Health
Neuralink Brain Chips Enable Quadriplegic Patients to Control Computers
Two Canadian patients with spinal cord injuries have successfully received implants of the Neuralink brain chip, allowing them to control computers using only their thoughts. This groundbreaking procedure marks the first clinical trial outside the United States for the technology developed by Elon Musk, which aims to bridge the gap between human brain activity and external devices.

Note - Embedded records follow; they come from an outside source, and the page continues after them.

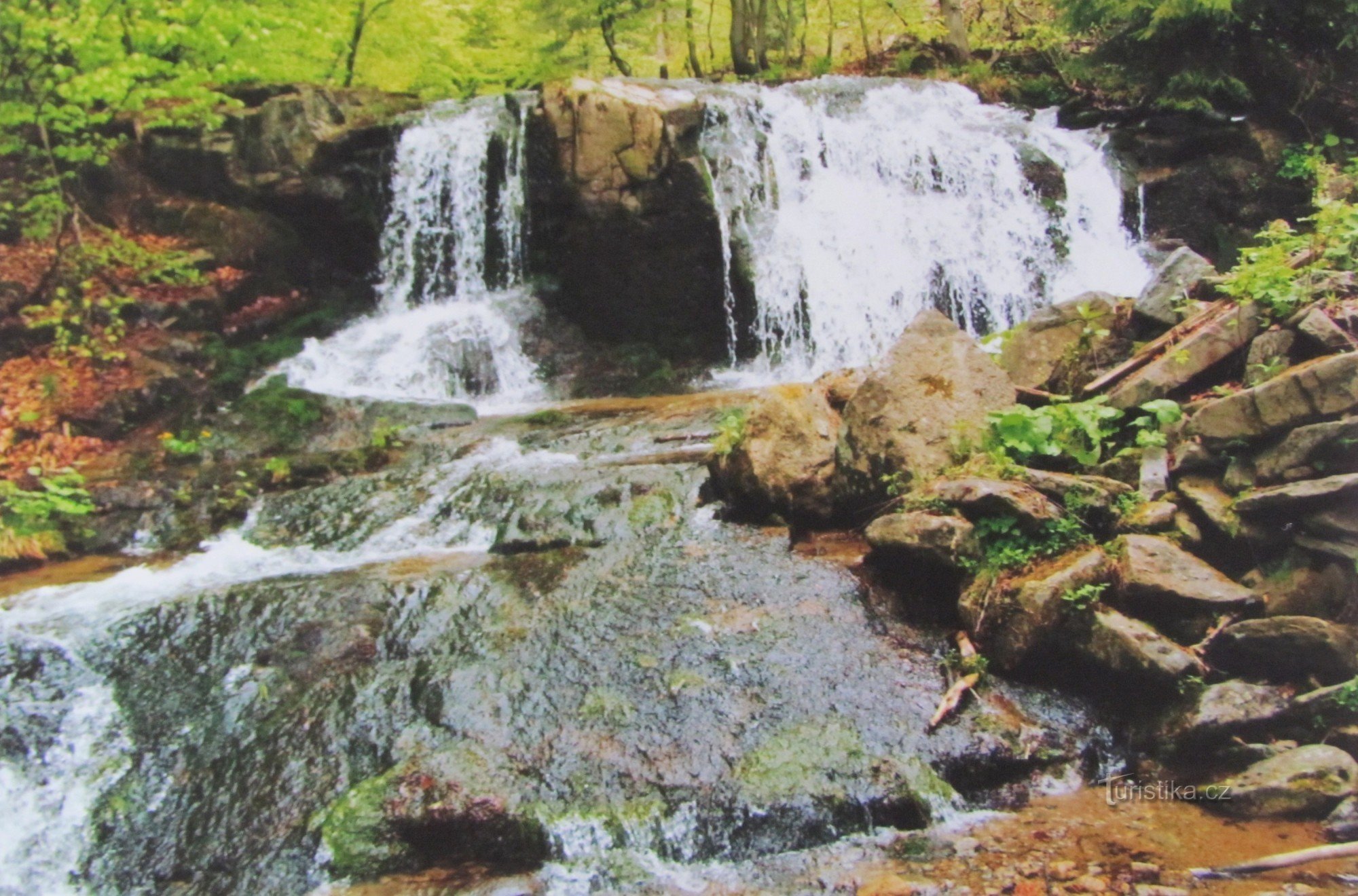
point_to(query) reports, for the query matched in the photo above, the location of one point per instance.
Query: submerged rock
(935, 388)
(786, 458)
(1304, 783)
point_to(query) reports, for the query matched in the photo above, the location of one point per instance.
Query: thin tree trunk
(610, 40)
(695, 66)
(953, 17)
(361, 22)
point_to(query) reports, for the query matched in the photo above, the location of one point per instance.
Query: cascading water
(452, 293)
(849, 206)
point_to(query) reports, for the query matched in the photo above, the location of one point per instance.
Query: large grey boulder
(943, 541)
(1035, 351)
(1173, 286)
(1304, 783)
(786, 460)
(1288, 648)
(935, 388)
(1306, 394)
(1159, 578)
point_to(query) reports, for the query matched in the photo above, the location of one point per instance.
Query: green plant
(1086, 597)
(1007, 546)
(731, 431)
(37, 522)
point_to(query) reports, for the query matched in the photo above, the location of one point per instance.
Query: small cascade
(849, 206)
(452, 284)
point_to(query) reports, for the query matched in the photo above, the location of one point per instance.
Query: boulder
(935, 388)
(1321, 331)
(1304, 394)
(1189, 359)
(1037, 350)
(1302, 453)
(1288, 648)
(786, 461)
(1154, 517)
(1291, 500)
(978, 499)
(623, 217)
(1012, 620)
(1304, 783)
(1174, 284)
(1342, 825)
(943, 541)
(1128, 648)
(1270, 352)
(1223, 712)
(1160, 578)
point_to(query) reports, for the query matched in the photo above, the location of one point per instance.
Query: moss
(358, 834)
(809, 760)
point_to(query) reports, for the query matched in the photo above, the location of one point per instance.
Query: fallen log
(1281, 860)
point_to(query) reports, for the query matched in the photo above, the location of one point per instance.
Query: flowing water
(530, 632)
(851, 206)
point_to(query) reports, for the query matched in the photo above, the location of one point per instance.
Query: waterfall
(849, 206)
(452, 295)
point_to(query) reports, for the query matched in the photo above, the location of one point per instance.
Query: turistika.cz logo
(1126, 789)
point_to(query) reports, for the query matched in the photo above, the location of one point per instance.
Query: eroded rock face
(787, 460)
(1037, 350)
(623, 217)
(1288, 648)
(935, 388)
(1304, 394)
(1304, 783)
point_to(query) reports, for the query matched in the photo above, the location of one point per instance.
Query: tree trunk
(361, 22)
(741, 39)
(610, 40)
(957, 29)
(695, 66)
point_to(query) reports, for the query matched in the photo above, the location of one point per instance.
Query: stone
(1288, 648)
(980, 499)
(1223, 712)
(1270, 354)
(1173, 284)
(1014, 620)
(1158, 576)
(1291, 500)
(786, 460)
(1304, 783)
(1185, 362)
(1129, 648)
(1212, 502)
(1303, 450)
(932, 389)
(1323, 333)
(1037, 350)
(1342, 825)
(943, 541)
(1154, 517)
(1306, 394)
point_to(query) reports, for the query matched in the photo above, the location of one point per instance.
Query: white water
(452, 293)
(856, 206)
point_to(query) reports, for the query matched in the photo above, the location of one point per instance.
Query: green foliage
(1006, 546)
(1080, 432)
(731, 431)
(286, 415)
(1292, 268)
(39, 522)
(1086, 597)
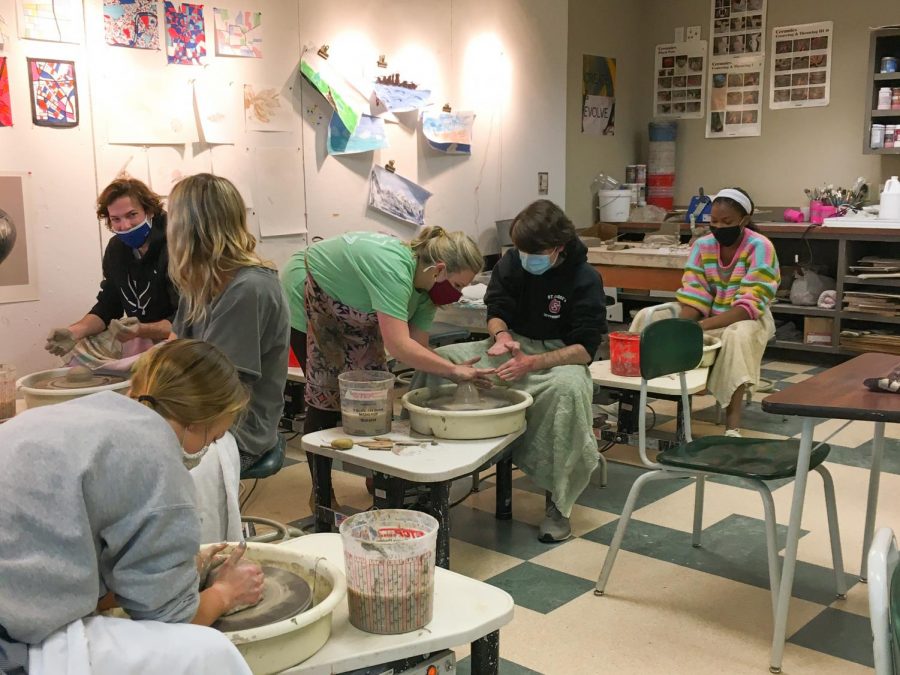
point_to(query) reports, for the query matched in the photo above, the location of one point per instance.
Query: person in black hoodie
(546, 317)
(135, 271)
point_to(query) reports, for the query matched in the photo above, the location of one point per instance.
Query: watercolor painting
(238, 33)
(185, 34)
(131, 23)
(396, 196)
(54, 93)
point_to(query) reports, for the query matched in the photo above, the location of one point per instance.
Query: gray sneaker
(555, 526)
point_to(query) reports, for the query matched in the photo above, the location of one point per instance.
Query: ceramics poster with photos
(801, 65)
(680, 67)
(738, 27)
(735, 104)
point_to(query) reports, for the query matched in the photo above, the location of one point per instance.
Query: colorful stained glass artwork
(54, 93)
(238, 33)
(185, 34)
(131, 23)
(5, 108)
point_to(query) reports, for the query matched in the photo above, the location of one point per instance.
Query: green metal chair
(674, 346)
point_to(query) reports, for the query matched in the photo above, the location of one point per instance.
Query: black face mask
(726, 236)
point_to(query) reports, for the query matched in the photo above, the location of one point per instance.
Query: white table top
(666, 385)
(464, 610)
(428, 464)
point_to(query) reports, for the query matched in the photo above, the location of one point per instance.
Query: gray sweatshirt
(93, 498)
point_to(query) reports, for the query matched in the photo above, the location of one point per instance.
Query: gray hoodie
(93, 498)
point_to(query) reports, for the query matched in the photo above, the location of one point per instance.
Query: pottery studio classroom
(443, 336)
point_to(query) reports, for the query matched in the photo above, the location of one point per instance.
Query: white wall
(504, 59)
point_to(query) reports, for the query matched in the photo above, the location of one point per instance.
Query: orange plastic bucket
(625, 354)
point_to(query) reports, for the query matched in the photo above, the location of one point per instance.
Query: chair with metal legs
(675, 346)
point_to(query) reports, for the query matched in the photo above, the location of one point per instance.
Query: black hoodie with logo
(565, 303)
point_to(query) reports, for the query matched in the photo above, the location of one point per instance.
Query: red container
(625, 354)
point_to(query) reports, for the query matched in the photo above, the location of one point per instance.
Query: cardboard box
(817, 330)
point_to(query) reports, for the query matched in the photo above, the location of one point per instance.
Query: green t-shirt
(367, 271)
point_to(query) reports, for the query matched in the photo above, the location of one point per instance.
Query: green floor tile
(540, 588)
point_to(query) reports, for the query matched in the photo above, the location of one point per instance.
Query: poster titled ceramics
(678, 92)
(801, 65)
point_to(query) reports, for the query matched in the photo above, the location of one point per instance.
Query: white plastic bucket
(615, 205)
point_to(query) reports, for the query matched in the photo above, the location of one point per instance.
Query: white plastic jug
(890, 200)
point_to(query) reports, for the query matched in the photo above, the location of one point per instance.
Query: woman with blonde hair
(109, 519)
(231, 298)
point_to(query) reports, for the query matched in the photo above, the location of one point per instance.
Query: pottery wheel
(284, 595)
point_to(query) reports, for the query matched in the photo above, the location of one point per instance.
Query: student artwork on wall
(185, 34)
(5, 107)
(54, 93)
(449, 132)
(238, 33)
(18, 268)
(679, 90)
(598, 95)
(131, 23)
(396, 196)
(801, 65)
(50, 20)
(735, 104)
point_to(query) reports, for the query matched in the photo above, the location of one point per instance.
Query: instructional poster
(734, 96)
(680, 67)
(801, 65)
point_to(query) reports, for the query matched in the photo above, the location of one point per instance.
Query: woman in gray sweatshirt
(97, 510)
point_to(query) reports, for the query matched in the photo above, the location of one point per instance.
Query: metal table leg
(486, 654)
(872, 503)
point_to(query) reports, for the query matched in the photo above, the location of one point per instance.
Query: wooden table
(837, 393)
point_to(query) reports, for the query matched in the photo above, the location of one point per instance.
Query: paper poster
(396, 196)
(131, 23)
(185, 34)
(801, 65)
(18, 257)
(735, 103)
(54, 93)
(50, 20)
(346, 100)
(266, 109)
(738, 27)
(598, 95)
(5, 106)
(449, 132)
(238, 33)
(278, 191)
(679, 90)
(369, 135)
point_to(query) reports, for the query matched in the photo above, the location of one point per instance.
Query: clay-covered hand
(60, 341)
(517, 367)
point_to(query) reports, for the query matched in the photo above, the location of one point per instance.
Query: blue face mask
(535, 263)
(137, 235)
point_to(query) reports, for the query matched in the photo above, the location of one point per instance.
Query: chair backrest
(884, 601)
(670, 346)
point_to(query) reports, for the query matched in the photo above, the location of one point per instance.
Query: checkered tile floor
(669, 608)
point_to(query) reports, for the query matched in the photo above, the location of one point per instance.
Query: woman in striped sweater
(729, 282)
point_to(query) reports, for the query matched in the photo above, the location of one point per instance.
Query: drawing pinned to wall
(50, 20)
(54, 93)
(265, 109)
(449, 132)
(5, 107)
(346, 99)
(598, 95)
(185, 34)
(369, 135)
(238, 33)
(131, 23)
(396, 196)
(18, 268)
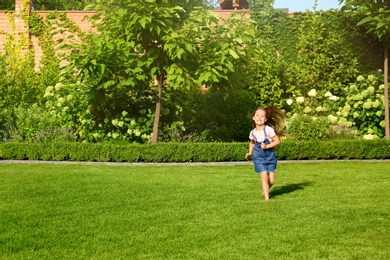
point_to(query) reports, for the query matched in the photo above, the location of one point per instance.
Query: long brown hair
(275, 118)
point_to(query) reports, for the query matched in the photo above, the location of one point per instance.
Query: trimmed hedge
(192, 152)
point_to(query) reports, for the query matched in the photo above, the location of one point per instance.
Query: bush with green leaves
(36, 124)
(216, 115)
(359, 106)
(363, 107)
(305, 127)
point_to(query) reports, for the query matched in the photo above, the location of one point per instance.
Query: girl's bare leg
(271, 179)
(265, 185)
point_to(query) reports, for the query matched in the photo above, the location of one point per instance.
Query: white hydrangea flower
(368, 104)
(360, 78)
(312, 93)
(307, 110)
(353, 87)
(300, 100)
(358, 97)
(368, 137)
(371, 90)
(376, 104)
(333, 119)
(58, 86)
(347, 108)
(328, 94)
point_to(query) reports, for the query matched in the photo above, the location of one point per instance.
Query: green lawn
(330, 210)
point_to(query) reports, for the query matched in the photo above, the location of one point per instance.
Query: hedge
(191, 152)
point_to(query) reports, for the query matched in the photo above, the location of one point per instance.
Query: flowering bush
(72, 105)
(364, 106)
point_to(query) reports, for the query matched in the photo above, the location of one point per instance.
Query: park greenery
(172, 71)
(318, 210)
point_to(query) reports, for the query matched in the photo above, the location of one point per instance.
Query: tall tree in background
(376, 15)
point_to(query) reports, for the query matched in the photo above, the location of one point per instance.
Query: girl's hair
(275, 118)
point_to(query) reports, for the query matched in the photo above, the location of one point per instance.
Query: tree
(158, 44)
(377, 19)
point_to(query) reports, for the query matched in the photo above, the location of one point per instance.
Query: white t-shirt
(270, 132)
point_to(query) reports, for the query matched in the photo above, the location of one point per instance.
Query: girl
(268, 123)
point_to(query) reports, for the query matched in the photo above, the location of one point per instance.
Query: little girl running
(268, 123)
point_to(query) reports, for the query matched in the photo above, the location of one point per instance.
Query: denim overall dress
(263, 159)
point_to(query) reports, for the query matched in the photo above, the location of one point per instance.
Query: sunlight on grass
(337, 210)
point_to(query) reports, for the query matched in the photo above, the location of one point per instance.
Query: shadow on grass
(278, 191)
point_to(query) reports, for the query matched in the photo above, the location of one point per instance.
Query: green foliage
(219, 115)
(320, 64)
(152, 49)
(19, 81)
(364, 106)
(98, 211)
(304, 127)
(192, 152)
(36, 124)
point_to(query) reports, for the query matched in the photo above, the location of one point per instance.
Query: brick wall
(75, 16)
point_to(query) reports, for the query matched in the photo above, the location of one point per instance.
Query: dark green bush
(192, 152)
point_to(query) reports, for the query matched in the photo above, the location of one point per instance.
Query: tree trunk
(386, 101)
(156, 122)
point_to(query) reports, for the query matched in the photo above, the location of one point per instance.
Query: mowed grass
(329, 210)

The patients, both in their thirties and hailing from Ontario and Alberta, underwent the surgeries at Toronto Western Hospital under the guidance of Dr. Andres Lozano, a leading neurosurgeon at the University Health Network. The surgeries occurred on August 27 and September 3, 2025. Both individuals have limited or no manual dexterity due to their conditions. Remarkably, they were able to manipulate a computer cursor almost immediately after the procedure.
Dr. Lozano explained that electrodes were implanted in the motor areas of the patients’ brains, which capture neuronal signals and convert them into commands for external devices. He noted, “The first patient was able to control a cursor by just thinking within minutes. It is extremely rapid. The signals are decoded and the artificial intelligence reads the signals and then translates them into movement on the cursor.”
The promise of brain-computer interface (BCI) devices is not limited to Neuralink. Other companies, including New York-based Synchron, are also conducting trials in this rapidly evolving field. While the potential benefits of such technology are exciting, experts urge caution regarding expectations.
Barry Munro, chief development officer of the Canadian Spinal Research Organization, has been quadriplegic since a diving accident 38 years ago and has dedicated his life to spinal cord injury research. He has also assisted in recruiting participants for Neuralink’s U.S. trial. Munro shared his concerns, noting that the first patient who received the device in the United States experienced complications when the implant began to shift weeks after surgery. Despite these challenges, he acknowledged the technology’s potential, stating, “We ain’t there yet, that’s all.”
The Canadian trial participants will be monitored for a minimum of one year, with plans to enroll an additional four patients who are either paralyzed due to spinal cord injuries or diagnosed with Amyotrophic Lateral Sclerosis (ALS). The research team aims to evaluate both the safety of the implants and their impact on the patients’ quality of life. They will be vigilant for potential side effects, including seizures, infections, or strokes.
As these patients progress, they will learn to type on a computer without using a keyboard, and they have already begun playing video games. Dr. Lozano emphasized that this trial represents a preliminary step towards understanding the broader applicability of the technology. He stated, “The device right now is a cursor, but in the future you could drive a car, you could drive your wheelchair, you could drive a robot.”
The initial findings from the Canadian trial have sparked interest and optimism within the scientific community. As the technology develops, it could pave the way for transformative advancements in assistive devices for individuals with mobility impairments. The journey to refine and expand this technology continues, with many watching closely to see how these groundbreaking efforts unfold.